I am in the midst of trying to finish my theater space. It is at the point where the shell is constructed, the wiring is done, and the stage with the baffle wall is nearly completed. Notwithstanding the fact that I'd have to take it all apart again to paint it, I could hook up all 7 speakers and 2 subwoofers right now and hit the button to get sound.

The big step that needs to get done between now and finishing is the acoustic tuning of the room. I have visions of 1" and 2" Linacoustic, bass traps, broadband absorbers, first reflection points, baffle walls, subwoofer placement, parametric equalizer, etc, etc, etc.

To support me in figuring this all out, I plan on using REW to measure things as I progress from this "naked" space to one that is "fully dressed" and ready to party. I have a laptop and a miniDSP UMIK-1 ready to go.

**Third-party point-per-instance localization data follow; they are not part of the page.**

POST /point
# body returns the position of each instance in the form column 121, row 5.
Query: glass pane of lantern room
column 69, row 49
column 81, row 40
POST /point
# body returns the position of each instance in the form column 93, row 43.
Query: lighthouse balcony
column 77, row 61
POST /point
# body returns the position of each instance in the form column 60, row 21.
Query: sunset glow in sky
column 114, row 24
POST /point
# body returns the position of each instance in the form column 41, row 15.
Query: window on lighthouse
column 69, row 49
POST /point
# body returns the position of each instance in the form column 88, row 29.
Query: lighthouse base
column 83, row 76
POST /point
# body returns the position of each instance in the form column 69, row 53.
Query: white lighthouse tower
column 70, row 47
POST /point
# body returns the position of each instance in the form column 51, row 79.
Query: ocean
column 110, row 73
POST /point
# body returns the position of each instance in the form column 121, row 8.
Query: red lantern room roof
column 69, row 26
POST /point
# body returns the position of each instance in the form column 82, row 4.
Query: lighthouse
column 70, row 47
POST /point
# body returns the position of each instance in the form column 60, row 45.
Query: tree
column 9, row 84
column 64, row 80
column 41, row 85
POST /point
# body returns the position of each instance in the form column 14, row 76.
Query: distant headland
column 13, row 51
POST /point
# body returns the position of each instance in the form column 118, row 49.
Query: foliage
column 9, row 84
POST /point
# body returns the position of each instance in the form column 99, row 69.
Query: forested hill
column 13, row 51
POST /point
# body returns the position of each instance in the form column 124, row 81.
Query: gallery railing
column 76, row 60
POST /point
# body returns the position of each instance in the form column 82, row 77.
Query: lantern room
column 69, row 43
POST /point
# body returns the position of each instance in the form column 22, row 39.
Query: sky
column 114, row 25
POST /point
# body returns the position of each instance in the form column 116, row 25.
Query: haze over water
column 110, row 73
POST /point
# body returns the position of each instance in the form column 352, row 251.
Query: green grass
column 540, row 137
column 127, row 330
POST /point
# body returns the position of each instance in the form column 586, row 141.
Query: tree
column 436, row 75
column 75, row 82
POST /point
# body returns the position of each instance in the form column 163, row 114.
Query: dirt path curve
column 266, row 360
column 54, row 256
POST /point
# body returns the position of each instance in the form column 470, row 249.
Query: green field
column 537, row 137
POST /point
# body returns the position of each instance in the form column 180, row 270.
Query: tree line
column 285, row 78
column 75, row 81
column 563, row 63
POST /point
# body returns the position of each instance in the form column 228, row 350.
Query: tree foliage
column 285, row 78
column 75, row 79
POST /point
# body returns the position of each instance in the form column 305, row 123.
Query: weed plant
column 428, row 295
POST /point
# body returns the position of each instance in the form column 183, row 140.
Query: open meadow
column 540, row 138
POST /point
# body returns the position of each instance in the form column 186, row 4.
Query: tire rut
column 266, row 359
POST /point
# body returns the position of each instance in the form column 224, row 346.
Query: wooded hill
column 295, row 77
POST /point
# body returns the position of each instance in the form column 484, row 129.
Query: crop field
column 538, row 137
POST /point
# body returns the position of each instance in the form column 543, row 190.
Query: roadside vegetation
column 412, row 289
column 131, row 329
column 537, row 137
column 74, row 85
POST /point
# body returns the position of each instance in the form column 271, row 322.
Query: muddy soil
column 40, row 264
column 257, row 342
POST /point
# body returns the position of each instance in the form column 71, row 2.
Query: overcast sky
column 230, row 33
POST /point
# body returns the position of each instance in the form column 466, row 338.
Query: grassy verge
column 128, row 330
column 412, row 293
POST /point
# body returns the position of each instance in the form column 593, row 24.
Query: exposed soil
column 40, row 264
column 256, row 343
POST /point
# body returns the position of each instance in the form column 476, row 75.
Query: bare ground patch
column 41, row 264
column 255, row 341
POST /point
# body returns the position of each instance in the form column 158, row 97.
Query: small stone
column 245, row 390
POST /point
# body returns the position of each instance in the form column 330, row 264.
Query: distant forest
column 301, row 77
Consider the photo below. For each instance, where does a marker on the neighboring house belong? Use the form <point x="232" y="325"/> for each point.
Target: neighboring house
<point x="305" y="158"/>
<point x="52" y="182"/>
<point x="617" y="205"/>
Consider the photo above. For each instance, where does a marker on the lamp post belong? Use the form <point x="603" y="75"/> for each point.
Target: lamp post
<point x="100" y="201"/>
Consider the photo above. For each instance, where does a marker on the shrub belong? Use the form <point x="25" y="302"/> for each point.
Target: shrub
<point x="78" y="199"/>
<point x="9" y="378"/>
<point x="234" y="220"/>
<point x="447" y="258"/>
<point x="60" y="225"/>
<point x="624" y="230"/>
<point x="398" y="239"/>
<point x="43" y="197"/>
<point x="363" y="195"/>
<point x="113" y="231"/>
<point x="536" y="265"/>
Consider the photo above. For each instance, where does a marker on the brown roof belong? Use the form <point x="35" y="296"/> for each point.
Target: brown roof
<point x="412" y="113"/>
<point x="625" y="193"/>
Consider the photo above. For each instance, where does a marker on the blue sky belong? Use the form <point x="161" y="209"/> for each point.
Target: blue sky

What I'd like help with right now is knowing what kinds of measurements and graphs I should be doing as a baseline reference now so that I can compare how various changes like Linacoustic, bass traps, broadband absorbers, etc. affect the acoustics of the room. 

Secondly, does one usually measure each speaker individually and work on tuning each separately? Or just put all 7 on and tune the whole system as a whole?

I assume that subs are tuned separately?

Thanks for your recommendations. I'll be sure to post comparison graphs as I go along.


----------



## JohnM (Apr 11, 2006)

Key measurements are the frequency response and the waterfall plots, but you'll probably get more informed help on that in the Home Audio Acoustics forum, I'll move the thread there.


----------